In [62]:
from youtube_transcript_api import YouTubeTranscriptApi
from youtube_transcript_api._errors import TranscriptsDisabled, NoTranscriptFound, VideoUnavailable
import os
import googleapiclient.discovery
import googleapiclient.errors
from google.oauth2 import service_account
import json
import datetime
import ipywidgets as widgets
import pandas as pd

In [164]:
# globals
filename = 'speeches.lg.json'

SCOPES = ["https://www.googleapis.com/auth/youtube.readonly"]
os.environ["OAUTHLIB_INSECURE_TRANSPORT"] = "1"

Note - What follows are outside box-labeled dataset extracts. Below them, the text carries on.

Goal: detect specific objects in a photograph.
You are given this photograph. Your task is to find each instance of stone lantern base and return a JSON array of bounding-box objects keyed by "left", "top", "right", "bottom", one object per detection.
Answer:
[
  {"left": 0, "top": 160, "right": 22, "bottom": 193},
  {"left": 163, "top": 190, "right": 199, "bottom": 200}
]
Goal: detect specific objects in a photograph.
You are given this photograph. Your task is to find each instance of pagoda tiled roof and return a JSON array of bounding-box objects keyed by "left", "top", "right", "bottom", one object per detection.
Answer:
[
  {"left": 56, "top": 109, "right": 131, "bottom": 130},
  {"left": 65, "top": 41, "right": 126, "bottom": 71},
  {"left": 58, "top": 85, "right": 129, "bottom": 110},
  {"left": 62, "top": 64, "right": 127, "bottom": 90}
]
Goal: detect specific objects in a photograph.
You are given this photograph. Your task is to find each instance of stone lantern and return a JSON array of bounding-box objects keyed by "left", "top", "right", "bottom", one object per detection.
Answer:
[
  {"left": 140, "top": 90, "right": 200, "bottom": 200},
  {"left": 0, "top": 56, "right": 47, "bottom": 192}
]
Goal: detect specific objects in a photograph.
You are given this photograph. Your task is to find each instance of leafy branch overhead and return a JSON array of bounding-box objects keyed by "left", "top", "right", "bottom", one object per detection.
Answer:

api_service_name = "youtube"
api_version = "v3"
service_account_file = "service_account.json"

# format date
def f_date(in_date): 
    return in_date.isoformat()#+'+04:00' #+4:00 is needed to set to EST

# run a youtube search over a date range
def run_search(query, start_date, end_date, page=None):
    request = youtube.search().list(
        part="snippet",
        maxResults=50,
        pageToken=page,
        publishedAfter=f_date(start_date),
        publishedBefore=f_date(end_date),
        q=query,
        topicId="/m/05qt0",
        type="video",
        videoCaption="videoCaptionUnspecified",
        videoDuration="long"
    )
    return request.execute()

# match the json structure from "create_records.py"
def build_video_details(videoId, candidate):
    captions = None
    
    request = youtube.videos().list(
            part="snippet,contentDetails,statistics",
            id=videoId
        )
    response = request.execute()
    
    try:
        captions = YouTubeTranscriptApi.get_transcript(videoId)
    except TranscriptsDisabled:
        print("Transcripts disabled for video: %s" % videoId)
    except NoTranscriptFound:
        print("No transcript found for video: %s" % videoId)
    except VideoUnavailable:
        print("Video no longer available: %s" % videoId)
    
    response['items'][0]['candidate'] = candidate
    response['items'][0]['captions'] = captions
    
    return response


In [71]:
# Get credentials and create an API client
credentials = service_account.Credentials.from_service_account_file(
        service_account_file, scopes=SCOPES)
youtube = googleapiclient.discovery.build(
        api_service_name, api_version, credentials=credentials)

In [100]:
candidates = [
    {"person": "biden",
     "q": '"biden" speech|remarks|stream -trump'},
    {"person": "trump",
     "q": '"trump" speech|remarks|stream -biden -melania'},
    {"person": "harris",
     "q": '"kamala" "harris" speech|remarks|stream'},
    {"person": "pence",
     "q": 'mike "pence" speech|remarks|stream'}
]

In [76]:
# setup before loops - set this date to wherever we left off last time
start_date = datetime.datetime(2020, 7, 29, tzinfo=datetime.timezone.utc)
ci = 3 # candidate index

# create blank dataframe to start
df = pd.DataFrame(columns=['id','person','title','date'])

In [150]:
# re-run from here

if ci==3:
    # reset candidate loop, go back 1 week
    ci=0
    # week loop
    end_date = start_date
    start_date = end_date - datetime.timedelta(days=7)
else:
    ci = ci + 1
    
# candidate loop
person = candidates[ci]['person']
query = candidates[ci]['q']

print("Candidate: " + person)
print("Week starting: {}".format(start_date))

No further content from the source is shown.